BSGP: bulk-synchronous GPU programming

A SIGGRAPH paper by Qiming Hou, Kun Zhou, Baining Guo, abstract:

We present BSGP, a new programming language for general purpose computation on the GPU. A BSGP program looks much the same as a sequential C program. Programmers only need to supply a bare minimum of extra information to describe parallel processing on GPUs. As a result, BSGP programs are easy to read, write, and maintain. Moreover, the ease of programming does not come at the cost of performance. A well-designed BSGP compiler converts BSGP programs to kernels and combines them using optimally allocated temporary streams. In our benchmark, BSGP programs achieve similar or better performance than well-optimized CUDA programs, while the source code complexity and programming time are significantly reduced. To test BSGP's code efficiency and ease of programming, we implemented a variety of GPU applications, including a highly sophisticated X3D parser that would be extremely difficult to develop with existing GPU programming languages.

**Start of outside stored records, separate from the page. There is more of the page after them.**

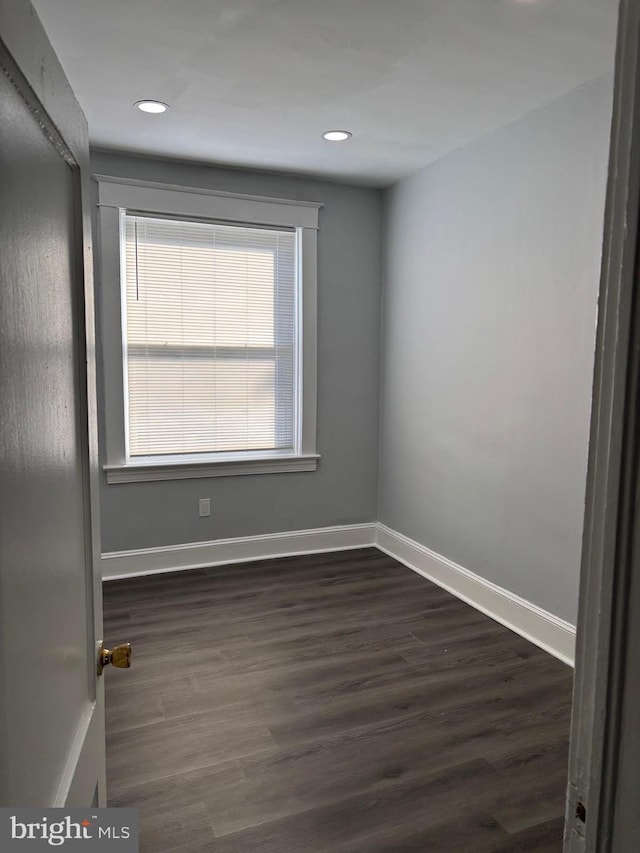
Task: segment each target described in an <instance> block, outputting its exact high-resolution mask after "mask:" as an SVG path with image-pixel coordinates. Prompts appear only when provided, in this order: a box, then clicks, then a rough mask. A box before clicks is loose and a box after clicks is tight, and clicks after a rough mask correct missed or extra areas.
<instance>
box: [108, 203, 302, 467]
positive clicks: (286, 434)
mask: <svg viewBox="0 0 640 853" xmlns="http://www.w3.org/2000/svg"><path fill="white" fill-rule="evenodd" d="M123 222H124V224H123V228H124V234H123V240H124V278H125V281H124V285H125V286H124V288H123V298H124V306H123V307H124V313H125V316H126V322H125V324H124V330H125V370H126V381H127V399H128V455H129V456H130V457H140V456H152V455H163V456H164V455H175V454H190V453H217V452H223V453H230V452H231V453H233V452H243V451H250V450H285V449H293V447H294V443H295V432H296V431H295V411H296V400H295V396H296V367H295V366H296V363H297V354H296V347H297V341H298V338H299V335H298V330H297V329H296V304H297V292H296V291H297V272H296V235H295V232H293V231H277V230H269V229H260V228H250V227H242V226H235V225H234V226H229V225H218V224H213V223H202V222H188V221H180V220H163V219H156V218H152V217H144V216H133V215H128V214H127V215H125V216H124V218H123Z"/></svg>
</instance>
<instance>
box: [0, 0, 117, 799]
mask: <svg viewBox="0 0 640 853" xmlns="http://www.w3.org/2000/svg"><path fill="white" fill-rule="evenodd" d="M0 73H4V74H6V75H7V76H8V77H9V79H10V80H11V81H12V82H13V84H14V86H15V87H16V89H17V90H18V92H19V93H20V95H21V97H22V98H23V100H24V101H25V103H26V105H27V107H28V108H29V109H30V111H31V112H32V114H33V115H34V117H35V118H36V120H37V121H38V122H39V123H40V125H41V127H42V130H43V133H44V134H45V135H47V136H48V137H49V139H50V141H51V143H52V145H53V146H54V147H55V148H56V149H57V150H58V153H59V154H60V156H61V157H63V158H64V159H65V160H67V162H68V163H69V164H70V165H71V166H72V167H73V171H74V179H75V182H76V187H75V193H76V198H77V203H76V210H77V211H78V214H77V218H76V225H75V235H76V244H77V245H76V252H75V256H76V259H77V266H76V269H75V306H76V317H77V320H76V323H77V326H76V332H75V336H74V337H75V345H76V346H77V352H78V376H77V388H78V394H79V410H80V424H79V426H80V440H81V456H82V463H83V472H82V473H83V491H84V497H83V505H84V528H85V542H84V545H85V566H86V588H87V599H86V609H87V617H88V620H87V621H88V633H89V636H88V638H87V643H88V646H89V647H90V648H92V649H93V651H92V653H91V654H90V655H89V671H88V672H87V679H88V683H89V686H90V688H91V686H92V685H95V690H92V692H93V694H94V695H93V697H92V698H93V701H92V703H91V704H90V705H89V706H88V707H87V708H86V709H85V713H84V715H83V717H82V720H81V723H80V725H79V728H78V731H77V733H76V737H75V740H74V742H73V744H72V746H71V749H70V752H69V755H68V759H67V762H66V766H65V767H64V768H63V770H62V774H61V778H60V781H59V784H58V788H57V791H56V793H55V795H54V800H53V802H51V803H50V805H51V806H59V807H61V806H67V807H70V806H86V805H91V804H92V800H93V804H95V805H101V806H103V805H106V778H105V775H106V774H105V743H104V686H103V683H102V682H103V680H102V679H98V678H97V673H96V663H97V645H98V642H99V639H100V638H101V637H102V577H101V566H100V551H101V548H100V520H99V519H100V511H99V465H98V416H97V390H96V361H95V309H94V286H93V248H92V232H91V178H90V176H91V170H90V165H89V136H88V128H87V122H86V119H85V117H84V114H83V112H82V109H81V108H80V105H79V104H78V101H77V100H76V98H75V95H74V93H73V90H72V89H71V87H70V85H69V82H68V81H67V78H66V75H65V73H64V71H63V69H62V66H61V65H60V62H59V61H58V58H57V56H56V54H55V52H54V50H53V48H52V46H51V43H50V42H49V39H48V37H47V35H46V32H45V30H44V28H43V26H42V24H41V23H40V20H39V18H38V16H37V14H36V12H35V9H34V8H33V6H32V5H31V3H30V2H28V0H0ZM96 768H97V770H98V773H97V789H96V793H95V797H94V794H93V791H94V789H95V788H96ZM89 791H90V792H91V793H90V794H89ZM88 796H89V801H88V802H87V797H88Z"/></svg>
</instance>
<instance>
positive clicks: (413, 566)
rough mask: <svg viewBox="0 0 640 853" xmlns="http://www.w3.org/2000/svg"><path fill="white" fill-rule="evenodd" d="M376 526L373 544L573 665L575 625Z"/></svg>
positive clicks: (454, 564)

The language acts to simplify CUDA, which reminds me of assembly code even if it uses C syntax, with, among other things, a higher-level memory model and implicit data-flow (so you don't have to explicitly partition your code between different kernels). Here is one trick that really impressed me:

findFaces(int* pf, int* hd, int* ib, int n) {
  spawn(n*3) {
    rk = thread.rank;
    f = rk/3;  
    v = ib[rk];
    thread.sortby(v); 
    require
      owner = dtempnew[n]int;
    rk = thread.rank;
    pf[rk] = f;
    owner[rk] = v;
    barrier;
    if (rk == 0||owner[rk-1] != v)
      hd[v] = rk;
  }
}

After the call to sortby, all threads are sorted by rank according to the values of v, rather than explicitly sorting a list or some other auxiliary data structure that would have to be allocated into memory. In other words, the call forces a reality where all the threads are coincidentally arranged in the way we want them to be...an interesting PL concept.

Comment viewing options

Select your preferred way to display the comments and click "Save settings" to activate your changes.

References

Very briefly mentioned before. There's also a video presentation.

Intel Ct

Can someone point-out the difference between this and Intel ct hierarchical, synchronous tasks (HSTs)

Just from a cursory look at

Just from a cursory look at what Intel Ct is, they seem to be more ambitious about abstracting away parallelism on multi-cores, whereas BSGP is a less ambitious simplification of the CUDA model. The domains they are aiming at don't really overlap (Ct for multi-core, BSGP for GPU programming) in terms of their programming models.